Traditionally, banks have been set up for an ‘exclusive’ relationship with their customers. High barriers to switching have dis-incentivised customers from looking elsewhere. People wanting to move banks have had to ‘divorce’ their old bank to start afresh with their new provider. This model of bank-customer relationship is out of sync with reality. Most people today hold multiple bank accounts and financial products with several providers. Technology is now offering another option.
Technology already exists that allows people to on-board a new bank and bring their entire banking history with them, making it simple to view all of their finances in the same place and make smarter financial decisions. Using data analytics, these apps evaluate users’ habits, enabling them to make smarter financial decisions and nudge them towards the best bank products.
Big tech companies with strong consumer facing brands have been quick to take advantage of the opportunity opened up by fintechs. Giants like Apple, Facebook and Orange are now offering payments services. This is just the tip of the iceberg – the last few years has seen the rise of fintechs like Klarna, Mint, Monzo and Tink making a play on the territory traditionally held by banks.
This smorgasbord of consumer focused financial products is creating a new generation of platform agnostic consumers who don’t care whether they manage their money through their bank, their phone company or their social media. Instead, smartphones are becoming the main interface between people and their money. Today’s consumer expects their chosen provider to fit into their lifestyle, rather than the other way around.
Digitisation and the rise of price comparison services means today’s consumer is becoming more empowered to search for a better deal or more advanced service. And if the consumer’s banks doesn’t offer what they want, open banking will make it easier for them to find and switch to a bank that will.
Apps already exist that enable consumers to make payments, view all their accounts and products in one place and be offered actionable advice, data driven insights and product recommendations based on their habits and behaviours. Consumers can manage multiple accounts, transfer money and make payments. If they aren’t getting the best deal with their mortgage, the will be able to switch provider at the touch of a button. If they are missing out on a better savings rate, they can transfer accounts in an instant. All this, without leaving the app. These apps are rapidly growing in popularity and PSD2 will cement their position as the norm.
Looking further ahead, personal finance management will be done on autopilot. People will give their banking platform permission to switch them to the best product for their needs without having to make an active decision.

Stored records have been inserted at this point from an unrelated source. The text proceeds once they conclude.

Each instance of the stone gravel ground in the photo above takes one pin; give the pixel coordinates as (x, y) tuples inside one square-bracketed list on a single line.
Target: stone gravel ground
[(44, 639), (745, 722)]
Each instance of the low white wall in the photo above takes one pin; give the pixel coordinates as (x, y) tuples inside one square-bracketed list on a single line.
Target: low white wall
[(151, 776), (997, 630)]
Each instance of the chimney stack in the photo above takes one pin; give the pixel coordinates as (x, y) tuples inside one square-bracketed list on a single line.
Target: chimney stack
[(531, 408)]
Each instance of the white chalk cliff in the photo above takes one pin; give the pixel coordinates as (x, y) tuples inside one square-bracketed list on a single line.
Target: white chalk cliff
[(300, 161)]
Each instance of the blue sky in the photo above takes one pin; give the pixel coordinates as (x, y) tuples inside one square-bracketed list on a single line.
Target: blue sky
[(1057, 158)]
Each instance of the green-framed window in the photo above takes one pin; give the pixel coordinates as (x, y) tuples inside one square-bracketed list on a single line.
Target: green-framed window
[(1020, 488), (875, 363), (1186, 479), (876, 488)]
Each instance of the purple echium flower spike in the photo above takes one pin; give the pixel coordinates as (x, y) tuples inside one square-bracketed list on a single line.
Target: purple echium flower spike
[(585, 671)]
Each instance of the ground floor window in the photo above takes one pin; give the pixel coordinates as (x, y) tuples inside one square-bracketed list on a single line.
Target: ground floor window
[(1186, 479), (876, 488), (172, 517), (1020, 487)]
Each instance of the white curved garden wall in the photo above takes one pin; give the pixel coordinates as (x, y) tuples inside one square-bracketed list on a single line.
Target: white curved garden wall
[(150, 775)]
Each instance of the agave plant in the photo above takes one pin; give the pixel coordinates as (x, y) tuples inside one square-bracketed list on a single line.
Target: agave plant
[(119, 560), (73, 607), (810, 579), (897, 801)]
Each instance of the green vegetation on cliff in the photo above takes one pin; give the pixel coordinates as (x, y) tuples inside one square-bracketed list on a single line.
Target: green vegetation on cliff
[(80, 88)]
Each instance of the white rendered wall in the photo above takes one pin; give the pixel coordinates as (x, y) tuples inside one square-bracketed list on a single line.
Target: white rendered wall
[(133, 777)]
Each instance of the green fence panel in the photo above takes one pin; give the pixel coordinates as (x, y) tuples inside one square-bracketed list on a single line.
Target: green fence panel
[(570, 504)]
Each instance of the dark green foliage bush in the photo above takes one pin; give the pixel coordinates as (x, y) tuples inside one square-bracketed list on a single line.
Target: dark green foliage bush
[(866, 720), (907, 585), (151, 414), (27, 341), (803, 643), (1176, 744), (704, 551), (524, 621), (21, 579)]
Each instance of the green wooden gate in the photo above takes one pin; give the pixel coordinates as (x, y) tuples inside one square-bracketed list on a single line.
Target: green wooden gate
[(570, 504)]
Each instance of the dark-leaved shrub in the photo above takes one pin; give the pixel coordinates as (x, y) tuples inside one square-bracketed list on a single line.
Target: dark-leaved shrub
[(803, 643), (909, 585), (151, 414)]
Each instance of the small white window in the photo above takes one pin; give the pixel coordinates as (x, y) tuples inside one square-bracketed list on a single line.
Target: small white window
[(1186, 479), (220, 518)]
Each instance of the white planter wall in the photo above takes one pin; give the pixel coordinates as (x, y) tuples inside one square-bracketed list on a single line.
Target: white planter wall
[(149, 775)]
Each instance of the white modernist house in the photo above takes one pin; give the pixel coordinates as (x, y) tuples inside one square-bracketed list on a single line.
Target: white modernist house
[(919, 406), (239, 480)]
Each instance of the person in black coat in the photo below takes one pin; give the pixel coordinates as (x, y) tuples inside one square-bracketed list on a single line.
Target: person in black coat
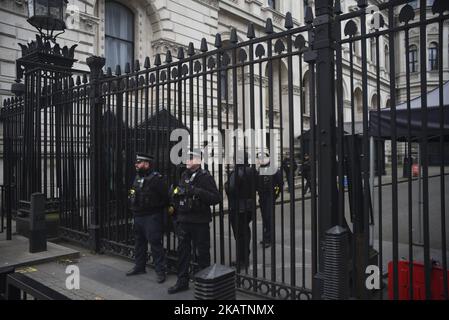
[(306, 172), (148, 202), (269, 188), (286, 165), (240, 189), (192, 198)]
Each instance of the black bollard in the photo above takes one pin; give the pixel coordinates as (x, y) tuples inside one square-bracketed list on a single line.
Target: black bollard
[(215, 283), (38, 230)]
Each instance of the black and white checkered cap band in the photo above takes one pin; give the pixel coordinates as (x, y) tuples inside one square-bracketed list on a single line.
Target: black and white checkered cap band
[(143, 158)]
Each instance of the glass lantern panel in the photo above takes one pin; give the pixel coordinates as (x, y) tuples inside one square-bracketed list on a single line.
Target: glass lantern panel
[(41, 7), (55, 7)]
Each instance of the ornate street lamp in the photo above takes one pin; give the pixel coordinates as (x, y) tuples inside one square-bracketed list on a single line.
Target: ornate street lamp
[(47, 15)]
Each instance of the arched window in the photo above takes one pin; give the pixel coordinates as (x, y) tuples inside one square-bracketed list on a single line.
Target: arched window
[(358, 104), (433, 56), (119, 35), (373, 50), (387, 59), (272, 4), (374, 102), (413, 58)]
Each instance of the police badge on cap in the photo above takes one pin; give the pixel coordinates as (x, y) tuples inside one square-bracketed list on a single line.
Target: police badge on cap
[(140, 157), (195, 154)]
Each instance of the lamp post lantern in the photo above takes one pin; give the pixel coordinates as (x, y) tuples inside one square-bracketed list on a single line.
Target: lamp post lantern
[(47, 15)]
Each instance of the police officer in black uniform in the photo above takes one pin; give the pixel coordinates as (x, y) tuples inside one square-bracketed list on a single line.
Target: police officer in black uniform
[(269, 188), (148, 199), (192, 199), (239, 188)]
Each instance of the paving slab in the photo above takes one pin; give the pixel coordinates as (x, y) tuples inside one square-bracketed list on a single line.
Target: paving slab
[(15, 253)]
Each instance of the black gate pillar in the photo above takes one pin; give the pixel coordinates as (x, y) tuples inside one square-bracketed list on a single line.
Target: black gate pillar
[(95, 64), (324, 45)]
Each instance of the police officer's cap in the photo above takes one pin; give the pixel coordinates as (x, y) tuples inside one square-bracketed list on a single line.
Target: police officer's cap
[(263, 155), (144, 157), (195, 154)]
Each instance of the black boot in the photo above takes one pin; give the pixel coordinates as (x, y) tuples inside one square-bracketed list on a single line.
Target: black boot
[(135, 272), (161, 277), (178, 287)]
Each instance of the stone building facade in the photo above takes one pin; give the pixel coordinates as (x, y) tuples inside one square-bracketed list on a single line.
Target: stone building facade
[(132, 30)]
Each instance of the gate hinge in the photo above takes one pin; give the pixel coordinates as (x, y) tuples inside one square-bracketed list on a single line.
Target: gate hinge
[(320, 20), (310, 56)]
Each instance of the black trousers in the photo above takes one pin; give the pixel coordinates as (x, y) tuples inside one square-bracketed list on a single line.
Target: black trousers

The role of banks will change. Forward looking ones can stay competitive and become the absolute winners by reshaping their services to offer their own personal finance management platforms which directs consumers to the best products for their needs and create a bond of trust between bank and customer. Those banks who fail to embrace the opportunity risk becoming little more than the pipes and could see their consumers go elsewhere.
The open banking revolution is unlikely to burn itself out any time soon. The banks who survive and thrive will be those who embrace the change and invest in the power to innovate through technology and collaboration with fintechs. Banks that resist will be left in the dust.
Early adopters will be the heroes. By investing in technology, banks will be able to offer a service that increases loyalty amongst existing consumers, and win over customers from competitors who crave a better way of managing their money. The revolution is happening - and the winners will be the banks that embrace it.
Open banking is bigger than PSD2 and its reach goes further than the EU. PSD2 might have set the clock ticking, but it’s the technology underpinning the legislation that’s driving the change. Smart banks should jump on the opportunities offered by technology, rather than waiting for legislation for to force their hand.